When he became Head of the Sea Ice Physics Section, he turned his attention to the exciting role of sea ice in climate models. After stepping down as Head of Section in 2016, he continued his research activities at the AWI and as a professor at the Jacobs University of Bremen, where his current duties chiefly involve supporting sea-ice modelling. Other focus areas include Arctic shipping and sustainability questions in modern shipping, as well as climate-change projections.
What part can meereisportal.de play when it comes to knowledge transfer?
For the most part, the media can only provide situational and public-friendly coverage of climate-relevant topics in sea-ice research. That’s where meereisportal.de can come into play and ensure that the information doesn’t remain incomplete. The public wants to know the background and complains when information is poorly prepared. The need and desire to truly understand these things are there and have to be responded to.
What findings and observations do you find especially impressive?
I’d have to say, those on the role of the Barents Sea for the European North Sea and the Arctic Ocean as a whole.
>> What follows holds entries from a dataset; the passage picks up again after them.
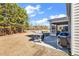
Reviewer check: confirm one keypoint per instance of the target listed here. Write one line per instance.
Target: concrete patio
(52, 41)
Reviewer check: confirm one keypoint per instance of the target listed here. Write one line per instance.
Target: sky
(40, 13)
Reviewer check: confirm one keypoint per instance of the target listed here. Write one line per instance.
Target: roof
(62, 20)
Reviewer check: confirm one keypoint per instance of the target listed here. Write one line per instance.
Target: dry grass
(18, 44)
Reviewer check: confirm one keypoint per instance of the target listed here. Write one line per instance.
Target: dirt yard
(19, 45)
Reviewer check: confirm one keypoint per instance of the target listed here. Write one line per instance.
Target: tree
(13, 15)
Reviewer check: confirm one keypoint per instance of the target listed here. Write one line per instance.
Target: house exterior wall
(73, 15)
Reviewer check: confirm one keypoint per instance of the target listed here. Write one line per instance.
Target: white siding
(75, 29)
The Barents Sea is a largely ice-free zone in the Arctic, and one in which processes like the transport of specific water masses take place, affecting the entire ocean. After all, this transport influences, for instance, the broad-scale oceanic circulation, which is an important factor for the weather in Europe. Here, we’re especially interested in findings on the connections between components, not on the components themselves.
What aspects of your work as a modeller do you enjoy most?
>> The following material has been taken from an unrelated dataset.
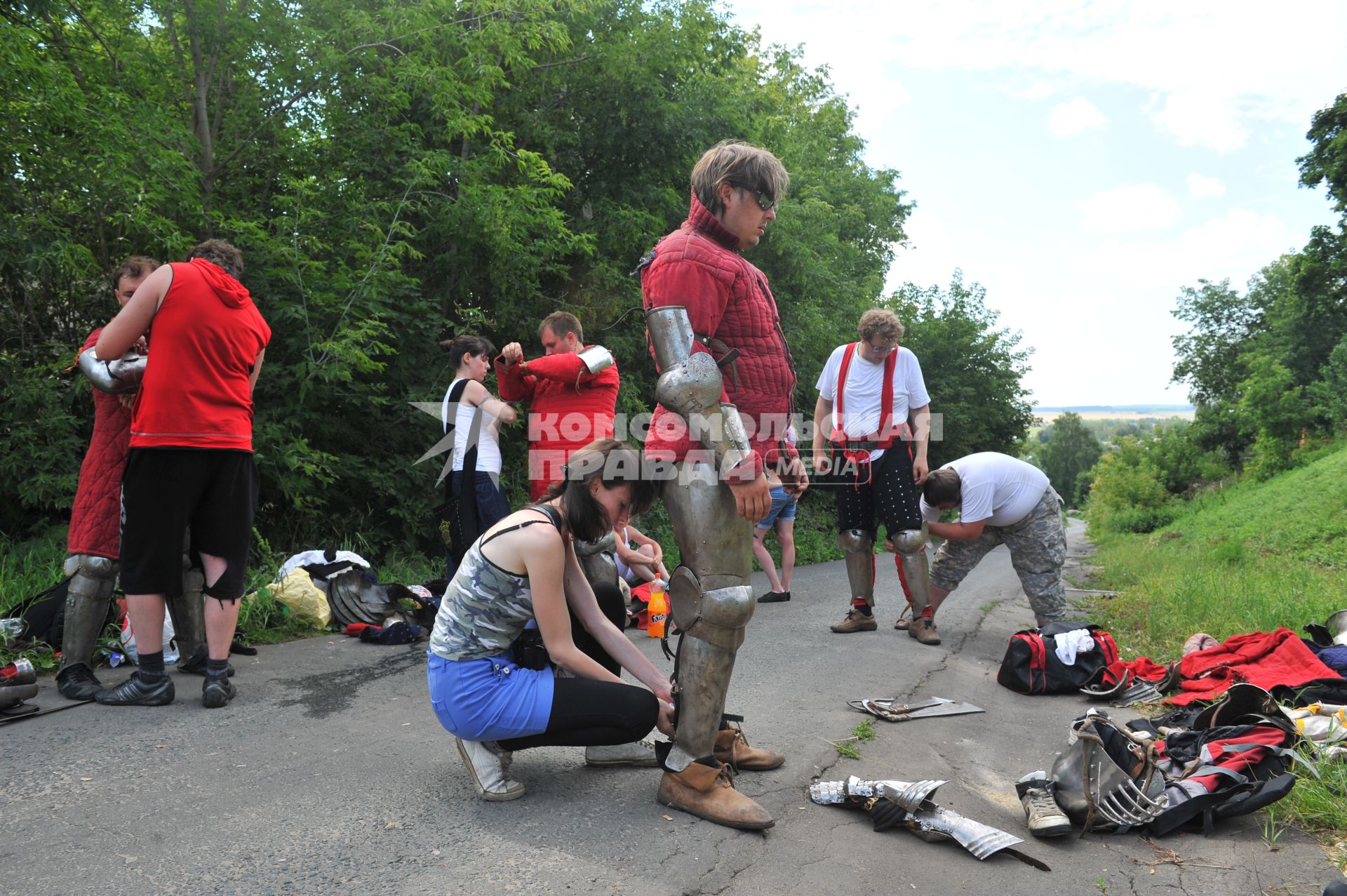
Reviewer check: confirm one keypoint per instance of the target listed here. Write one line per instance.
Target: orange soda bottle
(659, 609)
Of course, it’s always a pleasure when you find something you weren’t even looking for. I enjoy recognising connections and applying various disciplines like mathematics and sea-ice physics. But exchanging notes with colleagues and presenting my own research are also parts of my work that I enjoy.
My personal hero is…
Kirk Bryan (from the GFDL, USA), one of the pioneers of ocean modelling and an incredibly inspiring colleague. Back in the day, at a small conference in London, I was giving a presentation on a new water mass in the Tropics that absolutely contradicted the observational data. Kirk Bryan promptly stood up from the audience and clearly stated that my mistake was due to an error in his model. I’d never seen such self-confidence and open-heartedness before.